Banach manifold
A Banach manifold is a topological space in which there is a neighborhood for every point that is homeomorphic to a Banach space .
definition
The definition of a Banach manifold differs from that of a manifold only in that the cards
Have images in a (possibly infinite-dimensional) Banach space and the concatenated mapping
is r-times differentiable and therefore the r-th Fréchet derivative
exists and is a continuous function in relation to the standard topology on subsets of and the operator standard topology on .
Examples
If is a Banach space, then is a Banach manifold whose atlas contains a single map that is globally defined.
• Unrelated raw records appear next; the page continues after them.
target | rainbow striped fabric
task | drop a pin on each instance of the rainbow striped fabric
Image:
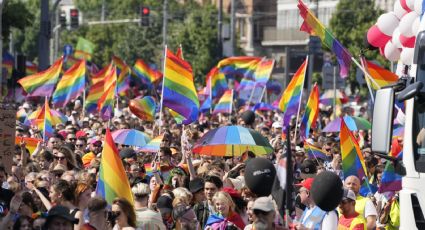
(290, 101)
(42, 83)
(105, 104)
(216, 82)
(381, 77)
(224, 105)
(97, 90)
(147, 75)
(113, 181)
(311, 112)
(263, 71)
(179, 92)
(239, 66)
(352, 158)
(314, 152)
(313, 26)
(123, 73)
(71, 85)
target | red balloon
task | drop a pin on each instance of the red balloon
(408, 42)
(376, 38)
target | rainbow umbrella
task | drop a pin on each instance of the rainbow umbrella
(130, 137)
(153, 146)
(232, 141)
(353, 123)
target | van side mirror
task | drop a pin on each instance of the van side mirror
(382, 120)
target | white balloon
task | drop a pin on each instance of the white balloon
(406, 22)
(387, 23)
(406, 56)
(396, 38)
(415, 25)
(398, 9)
(418, 7)
(392, 53)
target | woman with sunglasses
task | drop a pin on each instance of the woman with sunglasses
(124, 215)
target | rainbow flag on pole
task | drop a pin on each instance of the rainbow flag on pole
(291, 98)
(224, 105)
(313, 26)
(113, 181)
(179, 93)
(71, 85)
(311, 111)
(42, 83)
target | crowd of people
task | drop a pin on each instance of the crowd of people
(54, 187)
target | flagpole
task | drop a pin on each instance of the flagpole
(162, 91)
(299, 107)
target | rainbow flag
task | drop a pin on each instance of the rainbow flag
(153, 145)
(352, 158)
(239, 66)
(263, 71)
(314, 152)
(313, 26)
(71, 85)
(8, 63)
(216, 82)
(179, 93)
(47, 128)
(106, 101)
(113, 181)
(290, 101)
(30, 68)
(123, 73)
(97, 90)
(224, 105)
(147, 75)
(311, 112)
(42, 83)
(381, 77)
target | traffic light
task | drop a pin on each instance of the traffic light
(62, 19)
(74, 15)
(144, 15)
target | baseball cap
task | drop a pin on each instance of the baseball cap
(348, 194)
(306, 183)
(264, 204)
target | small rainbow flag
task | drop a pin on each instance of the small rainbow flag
(145, 73)
(381, 77)
(224, 105)
(239, 66)
(42, 83)
(263, 71)
(179, 93)
(113, 181)
(313, 26)
(311, 112)
(153, 145)
(291, 98)
(71, 85)
(314, 152)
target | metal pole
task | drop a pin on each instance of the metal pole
(220, 29)
(232, 27)
(44, 36)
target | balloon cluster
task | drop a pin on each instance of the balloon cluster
(395, 32)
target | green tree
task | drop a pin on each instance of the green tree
(349, 24)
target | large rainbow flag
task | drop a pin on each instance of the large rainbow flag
(290, 101)
(224, 105)
(113, 181)
(313, 26)
(71, 85)
(179, 93)
(42, 83)
(311, 112)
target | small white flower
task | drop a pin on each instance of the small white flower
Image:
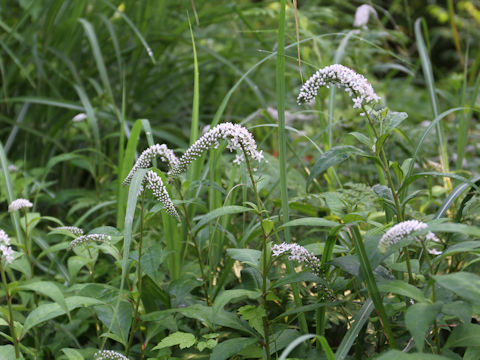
(355, 85)
(109, 355)
(401, 231)
(73, 229)
(154, 182)
(19, 204)
(5, 249)
(238, 138)
(299, 254)
(79, 117)
(362, 15)
(145, 159)
(92, 237)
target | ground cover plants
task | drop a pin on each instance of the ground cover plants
(239, 180)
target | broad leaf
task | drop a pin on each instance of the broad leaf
(231, 347)
(419, 318)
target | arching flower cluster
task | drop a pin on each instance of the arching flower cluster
(19, 204)
(355, 85)
(299, 254)
(154, 182)
(109, 355)
(237, 137)
(145, 160)
(87, 238)
(401, 231)
(73, 229)
(5, 248)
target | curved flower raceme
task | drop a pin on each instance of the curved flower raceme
(19, 204)
(355, 85)
(401, 231)
(6, 251)
(73, 229)
(237, 137)
(362, 15)
(300, 254)
(87, 238)
(154, 182)
(145, 159)
(109, 355)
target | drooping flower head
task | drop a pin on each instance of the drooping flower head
(87, 238)
(299, 254)
(362, 15)
(19, 204)
(154, 182)
(73, 229)
(109, 355)
(145, 160)
(355, 85)
(237, 137)
(6, 251)
(401, 231)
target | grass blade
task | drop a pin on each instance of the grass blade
(282, 142)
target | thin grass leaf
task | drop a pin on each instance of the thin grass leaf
(429, 80)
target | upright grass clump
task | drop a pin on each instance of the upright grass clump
(6, 257)
(24, 204)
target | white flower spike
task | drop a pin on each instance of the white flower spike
(401, 231)
(237, 137)
(145, 160)
(5, 249)
(355, 85)
(299, 254)
(19, 204)
(154, 182)
(73, 229)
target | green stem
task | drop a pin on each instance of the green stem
(139, 278)
(28, 245)
(11, 322)
(372, 285)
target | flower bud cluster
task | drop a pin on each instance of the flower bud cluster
(237, 137)
(154, 182)
(19, 204)
(109, 355)
(5, 249)
(355, 85)
(401, 231)
(299, 254)
(73, 229)
(87, 238)
(145, 160)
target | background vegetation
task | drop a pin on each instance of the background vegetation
(160, 71)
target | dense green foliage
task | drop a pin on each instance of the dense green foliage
(87, 85)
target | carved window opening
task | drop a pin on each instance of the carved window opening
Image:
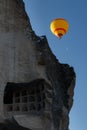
(27, 99)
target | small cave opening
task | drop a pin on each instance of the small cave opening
(24, 97)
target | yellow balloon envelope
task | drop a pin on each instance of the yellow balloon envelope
(59, 27)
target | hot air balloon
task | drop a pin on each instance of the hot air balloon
(59, 27)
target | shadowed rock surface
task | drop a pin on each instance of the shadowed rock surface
(27, 63)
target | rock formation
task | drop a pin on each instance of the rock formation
(36, 90)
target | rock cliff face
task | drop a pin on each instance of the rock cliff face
(36, 90)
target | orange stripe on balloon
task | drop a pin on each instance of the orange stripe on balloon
(60, 29)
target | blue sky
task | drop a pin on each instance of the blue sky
(71, 49)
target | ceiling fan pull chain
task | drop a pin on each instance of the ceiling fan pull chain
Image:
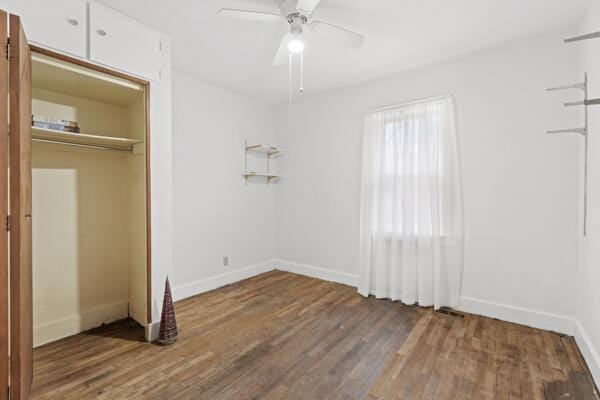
(301, 72)
(290, 64)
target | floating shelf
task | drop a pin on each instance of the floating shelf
(264, 149)
(84, 140)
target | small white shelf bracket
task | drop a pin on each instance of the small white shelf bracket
(583, 131)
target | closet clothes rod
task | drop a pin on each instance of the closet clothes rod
(87, 146)
(583, 37)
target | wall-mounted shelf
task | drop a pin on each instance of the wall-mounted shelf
(582, 130)
(264, 149)
(83, 140)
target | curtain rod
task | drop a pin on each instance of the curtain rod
(408, 103)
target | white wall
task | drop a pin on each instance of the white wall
(80, 256)
(520, 185)
(588, 310)
(215, 214)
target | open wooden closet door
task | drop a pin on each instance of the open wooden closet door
(3, 211)
(21, 311)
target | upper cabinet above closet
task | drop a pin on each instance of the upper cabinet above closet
(88, 30)
(57, 24)
(119, 42)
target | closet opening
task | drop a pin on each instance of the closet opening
(90, 197)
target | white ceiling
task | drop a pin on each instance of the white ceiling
(237, 55)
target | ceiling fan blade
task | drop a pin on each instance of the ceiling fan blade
(282, 56)
(343, 36)
(308, 6)
(249, 15)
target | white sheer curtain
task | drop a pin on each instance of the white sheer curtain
(411, 242)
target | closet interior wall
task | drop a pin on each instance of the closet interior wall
(89, 230)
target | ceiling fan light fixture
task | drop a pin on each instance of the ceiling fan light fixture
(296, 45)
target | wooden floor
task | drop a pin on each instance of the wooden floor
(284, 336)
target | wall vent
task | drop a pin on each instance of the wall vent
(450, 313)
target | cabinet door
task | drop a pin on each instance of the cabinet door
(57, 24)
(122, 43)
(21, 311)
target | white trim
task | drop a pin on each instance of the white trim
(590, 353)
(316, 272)
(214, 282)
(152, 331)
(55, 330)
(518, 315)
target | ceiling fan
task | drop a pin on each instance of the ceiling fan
(298, 14)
Likewise, an open subset of a Banach space is a Banach manifold.
Classifications and Homeomorphisms
Although a finite- dimensional manifold to not globally homeomorphic or a subset of these is some Banach manifolds can be in an infinite-dimensional framework to classify homeomorphism. The mathematician David Henderson proved in 1969 that every infinite-dimensional, separable, metric Banach manifold can be embedded as an open subset in the infinite-dimensional, separable Hilbert space. The result is an even more general statement, which is that this is true for every metric manifold defined by maps in a separable Fréchet space .
Banach bundle
definition
Given a Banach manifold of the class with which the base space represents, a topological space as total space and a mapping . The fiber has the structure of a Banach space.
Let be an open cover of . For each there is a Banach space and a map
- ,
so that
- the mapping is a homeomorphism that commutes with the projection and for all the induced mapping on the fiber
is a continuous, invertible mapping and therefore an isomorphism in the category of topological vector spaces (in the context of a usual definition of a fiber bundle, this corresponds to a transition function).
- If and are two members of the open overlap, then the mapping is
a morphism. is the set of continuous linear mappings between two topological vector spaces and .
The family is called trivial cover for and the mappings are called local trivialization. This data determines a fiber bundle structure on the Banach manifold .
literature
- Eberhard Zeidler: Nonlinear functional analysis and its applications. Vol.4 . Springer-Verlag New York Inc., 1997.
Individual evidence
- ↑ David Henderson: Infinite-dimensional manifolds are open subsets of Hilbert space. Bull. Amer. Math. Soc. 75: 759-762 (1969).